Ethan extended his hand and Sean shook it. "Very nice to meet you," Ethan said. His hand was dry and papery, his eyes vacant. Sean shook it, and a frisson of shameful disgust sizzled up his abdomen. He had a sudden vision of Ethan's brain, desiccated in his skull, the gleaming edges of the chip poking free. He surreptitiously wiped his hand on his pants as Ethan turned to Grampa and shook his hand. "Very nice to meet you."
"Do you mind if we sit down?" Adele said. "I'm afraid that I'm a little pooped. All those stairs!"
Sean offered his chair and went off to the lounge with Ethan to get two more.
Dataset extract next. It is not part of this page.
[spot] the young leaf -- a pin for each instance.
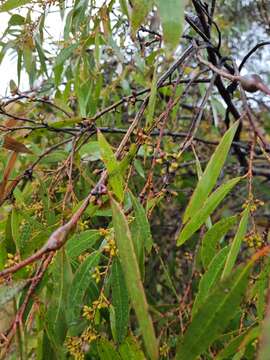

When they got back, Adele had her hand on Grampa's forearm. " -- I worked in a dairy, answering the phones! You tell people you used to work in a dairy, they think you were milking the cows!" Adele laughed and Grampa shot Sean a hostile look.
Sean said, "Grampa was a machinist before he retired. You really liked doing that, huh, Grampa?"
Grampa nodded perfunctorily.
"I mean, the logfiles show that you almost never switched off at work. Must've been pretty engrossing. You should give workshops here. I bet it'd be good therapy." Sean knew he was baiting the old man, but he couldn't stop himself.
"Your father's arriving tomorrow," Grampa said. "He called last night. I didn't tell him you were here, I thought it would be a nice surprise."
Adele clapped her hands. "Well isn't that
nice
! Three generations, all together. Sean, you'll have to introduce Ethan and I to your father. Ethan never had children, isn't that right?"